I recently have gotten my Trilars sailing. I would like to make a few comments for others who might build one. I would like to suggest that you follow the plans and don't make changes. I have found that when I make changes, even ones that seem trivial, I later regret them. For example, when I built Trilars I made some butt blocks larger than Jim suggested on the plans. The result was a distorted bottom. In the future, I would avoid the use of butt blocks altogether on smaller boats. I would use just a layer of fiberglass on both sides of the plywood.

Another point is the use of lauan. The plywood panels are long and very narrow. It's best to fiberglass them for strength before putting them on the frames. I had some breaks in the plywood while I was trying to get the panels on the frames and stitched to each other. I just fiberglassed the panels back together (they didn't break completely through, but almost, due, I think, to voids in the middle layers).

In time, lauan starts to delaminate. I think if you coat it with epoxy, it will greatly reduce the delamination. Light weight fiberglass and epoxy on both sides would be better, but also heavier and a bit expensive. As it is now, I am already seeing some isolated spots where there is delamination on the main hull, which is a year older than the amas. I am fiberglassing the worst ones, and epoxy coating others that aren't as bad. I am hoping that my boat is not going to look like a patchwork quilt in, say, 5 years.

I managed to break the leeboard the first time I took the boat out to sail it. It was trying to take off without me, carrying my wife (who doesn't really know how to sail). I pulled the boat back hard, apparently onto sand, breaking the board. Since then, I built another board out of southern yellow pine, two layers of one half inch ply, and I added a layer of fiberglass on the outsides for strength. It is working well so far.

My wife, Maria, is handling the sheet and clowning for the camera in the first photo.

I think that the sail Jim has on the plans is fine. Other builders have used larger sails, but I don't think it is necessary. And I recently put reef points into my 59 square foot sail, just in case. I have sailed the boat in 10 to 15 mph winds and they are not a problem. But 30 mph winds may be a different matter with this sail.

This is a wet boat, and making the coaming as Jim has it in the plans might help reduce the spray. In any case, I think a spray skirt is almost mandatory with this boat.

I spent roughly $500 on the boat, and I think that makes it a bargain. It is quick and responsive. Very fast downwind and on a reach. Compared to the Piccup I had a few years back, it is fast upwind, too. I have sailed it mostly in rivers in this area, and noticed that the spray is worse when sailing upwind in shallow areas. I think this boat begs for deeper water. I have had a few problems tacking, but I think that is mostly due to my inexperience as a sailor. You need to have a little speed going into a tack, and that will carry you through.

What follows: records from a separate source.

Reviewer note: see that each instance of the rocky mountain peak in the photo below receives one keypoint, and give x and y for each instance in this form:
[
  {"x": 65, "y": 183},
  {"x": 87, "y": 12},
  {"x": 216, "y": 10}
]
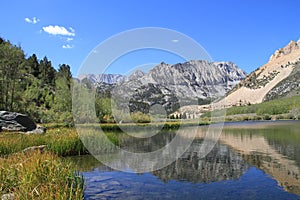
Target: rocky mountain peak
[{"x": 292, "y": 46}]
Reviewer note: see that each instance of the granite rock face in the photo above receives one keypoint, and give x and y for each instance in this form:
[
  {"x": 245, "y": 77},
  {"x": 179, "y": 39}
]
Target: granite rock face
[
  {"x": 172, "y": 86},
  {"x": 12, "y": 121}
]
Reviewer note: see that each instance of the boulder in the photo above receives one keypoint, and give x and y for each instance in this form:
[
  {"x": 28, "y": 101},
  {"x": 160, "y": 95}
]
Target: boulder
[{"x": 12, "y": 121}]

The grumpy old man in the other photo is me.

The boat can be kept bolted together on a trailer for convenience, as it is just less than 8 feet wide. Or it could be cartopped, if you have or can make a good cartop carrier. Even so, if you use this method, it is best to have help in order to avoid putting scratches on your vehicle. The main hull is long and heavy enough to make it difficult to handle at times.